As for the Chinese model of cross-border data transfer security management, we discussed it in our previous article: Exploring the Rules of China’s Cross-border Data Flow in a Global Perspective. Combined with the relevant provisions of the Measures, we have also written down our thoughts on the corresponding issues in this article. Overall, establishing and strictly implementing a security assessment system is an important part of security management system of cross-border data transfer, which can help us better control potential risks in cross-border data transfer. How to better set the trigger mechanism for the operation of the security assessment system to balance security and development remains a topic worthy of discussion by all parties in the future.
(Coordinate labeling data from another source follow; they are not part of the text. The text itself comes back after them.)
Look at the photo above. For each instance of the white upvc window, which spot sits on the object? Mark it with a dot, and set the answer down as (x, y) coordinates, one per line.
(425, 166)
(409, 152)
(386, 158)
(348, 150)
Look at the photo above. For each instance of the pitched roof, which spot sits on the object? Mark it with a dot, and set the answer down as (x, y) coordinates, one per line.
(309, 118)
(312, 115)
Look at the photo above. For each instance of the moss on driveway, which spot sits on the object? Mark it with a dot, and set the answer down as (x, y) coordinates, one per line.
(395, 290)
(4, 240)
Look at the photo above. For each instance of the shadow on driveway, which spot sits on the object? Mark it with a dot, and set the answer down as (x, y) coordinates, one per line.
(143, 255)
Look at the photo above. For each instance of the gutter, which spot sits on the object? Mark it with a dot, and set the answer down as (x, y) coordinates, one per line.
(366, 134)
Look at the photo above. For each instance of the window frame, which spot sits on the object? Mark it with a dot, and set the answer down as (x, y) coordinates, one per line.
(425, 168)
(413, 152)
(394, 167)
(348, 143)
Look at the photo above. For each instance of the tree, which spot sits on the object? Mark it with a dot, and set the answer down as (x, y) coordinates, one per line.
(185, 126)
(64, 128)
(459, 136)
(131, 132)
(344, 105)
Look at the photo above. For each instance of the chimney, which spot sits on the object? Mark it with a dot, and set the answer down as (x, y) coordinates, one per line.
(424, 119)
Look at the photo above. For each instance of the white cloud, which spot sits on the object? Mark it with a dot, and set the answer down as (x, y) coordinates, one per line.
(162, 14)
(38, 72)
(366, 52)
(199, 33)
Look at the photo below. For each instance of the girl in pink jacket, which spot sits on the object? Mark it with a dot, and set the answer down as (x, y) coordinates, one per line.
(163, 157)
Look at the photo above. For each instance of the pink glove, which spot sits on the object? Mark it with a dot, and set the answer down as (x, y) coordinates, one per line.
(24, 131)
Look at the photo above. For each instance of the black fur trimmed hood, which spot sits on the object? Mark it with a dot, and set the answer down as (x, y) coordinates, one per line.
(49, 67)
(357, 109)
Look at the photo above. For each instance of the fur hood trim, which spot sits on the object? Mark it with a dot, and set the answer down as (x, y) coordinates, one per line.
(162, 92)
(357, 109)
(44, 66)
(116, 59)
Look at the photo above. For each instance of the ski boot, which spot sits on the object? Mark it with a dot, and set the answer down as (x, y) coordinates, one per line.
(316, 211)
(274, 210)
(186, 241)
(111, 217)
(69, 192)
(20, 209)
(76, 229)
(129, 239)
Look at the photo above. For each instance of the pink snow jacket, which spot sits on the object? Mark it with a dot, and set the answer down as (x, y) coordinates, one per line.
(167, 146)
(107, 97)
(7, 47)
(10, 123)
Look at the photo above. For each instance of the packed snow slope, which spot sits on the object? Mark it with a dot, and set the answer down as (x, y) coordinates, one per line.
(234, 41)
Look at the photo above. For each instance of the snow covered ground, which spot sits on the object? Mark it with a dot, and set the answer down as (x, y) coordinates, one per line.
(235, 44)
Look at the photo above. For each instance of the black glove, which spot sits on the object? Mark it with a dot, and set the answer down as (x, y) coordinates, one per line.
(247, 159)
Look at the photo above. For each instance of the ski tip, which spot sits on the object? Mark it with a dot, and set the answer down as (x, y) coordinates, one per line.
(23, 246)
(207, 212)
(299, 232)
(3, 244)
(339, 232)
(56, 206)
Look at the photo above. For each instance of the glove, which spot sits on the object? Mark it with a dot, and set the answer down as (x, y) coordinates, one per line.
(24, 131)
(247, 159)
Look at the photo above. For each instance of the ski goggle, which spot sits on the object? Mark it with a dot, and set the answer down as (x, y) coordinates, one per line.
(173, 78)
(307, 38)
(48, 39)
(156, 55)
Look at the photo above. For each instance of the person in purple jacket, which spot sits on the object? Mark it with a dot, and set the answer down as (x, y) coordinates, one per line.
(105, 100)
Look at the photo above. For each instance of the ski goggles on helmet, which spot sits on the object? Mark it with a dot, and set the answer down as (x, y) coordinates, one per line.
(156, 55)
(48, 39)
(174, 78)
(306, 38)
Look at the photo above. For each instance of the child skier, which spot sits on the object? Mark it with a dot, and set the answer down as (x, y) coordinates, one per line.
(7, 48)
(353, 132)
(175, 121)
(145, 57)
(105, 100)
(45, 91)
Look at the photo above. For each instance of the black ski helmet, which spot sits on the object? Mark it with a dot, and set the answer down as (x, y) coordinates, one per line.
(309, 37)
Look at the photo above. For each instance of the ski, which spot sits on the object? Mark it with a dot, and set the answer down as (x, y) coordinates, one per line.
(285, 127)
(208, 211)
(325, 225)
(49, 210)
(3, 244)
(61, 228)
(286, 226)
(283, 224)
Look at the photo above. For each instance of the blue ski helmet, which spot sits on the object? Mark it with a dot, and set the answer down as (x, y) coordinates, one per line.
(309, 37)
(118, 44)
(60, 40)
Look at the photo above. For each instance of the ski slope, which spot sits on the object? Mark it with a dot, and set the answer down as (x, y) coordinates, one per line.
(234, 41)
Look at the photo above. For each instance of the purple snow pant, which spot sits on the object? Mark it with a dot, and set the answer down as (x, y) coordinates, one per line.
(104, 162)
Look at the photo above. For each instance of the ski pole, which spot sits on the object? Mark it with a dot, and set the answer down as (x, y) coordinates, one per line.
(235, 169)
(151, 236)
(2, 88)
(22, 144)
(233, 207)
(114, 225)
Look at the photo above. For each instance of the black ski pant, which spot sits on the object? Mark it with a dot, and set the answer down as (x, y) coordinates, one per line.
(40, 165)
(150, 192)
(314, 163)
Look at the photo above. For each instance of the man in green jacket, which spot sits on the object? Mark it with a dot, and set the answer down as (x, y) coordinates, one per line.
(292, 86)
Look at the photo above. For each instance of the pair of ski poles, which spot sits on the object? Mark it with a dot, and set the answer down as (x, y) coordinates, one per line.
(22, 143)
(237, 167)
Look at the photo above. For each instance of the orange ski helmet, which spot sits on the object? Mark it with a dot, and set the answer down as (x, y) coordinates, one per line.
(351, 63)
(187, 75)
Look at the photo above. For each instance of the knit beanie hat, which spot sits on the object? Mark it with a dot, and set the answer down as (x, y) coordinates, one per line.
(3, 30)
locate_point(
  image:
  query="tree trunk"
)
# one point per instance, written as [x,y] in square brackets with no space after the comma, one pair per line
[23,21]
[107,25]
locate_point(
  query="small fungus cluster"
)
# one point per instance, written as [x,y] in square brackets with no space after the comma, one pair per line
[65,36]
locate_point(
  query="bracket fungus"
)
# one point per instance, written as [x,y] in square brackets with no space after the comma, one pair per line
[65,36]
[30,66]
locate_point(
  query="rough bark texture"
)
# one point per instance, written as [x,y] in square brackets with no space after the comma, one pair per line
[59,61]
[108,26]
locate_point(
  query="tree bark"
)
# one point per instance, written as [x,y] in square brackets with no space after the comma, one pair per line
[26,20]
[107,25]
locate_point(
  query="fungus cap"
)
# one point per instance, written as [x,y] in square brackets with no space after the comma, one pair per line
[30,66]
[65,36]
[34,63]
In the new era of comprehensive network data security and personal information protection, Data Processors, in addition to actively preparing for implementing relevant compliance measures, need to pay attention to compliance risk control in every link and detail of the whole data lifecycle management, emerging conflicts and requirements brought by technological development and regulatory trends, and the importance of compliance in data-driven business operations.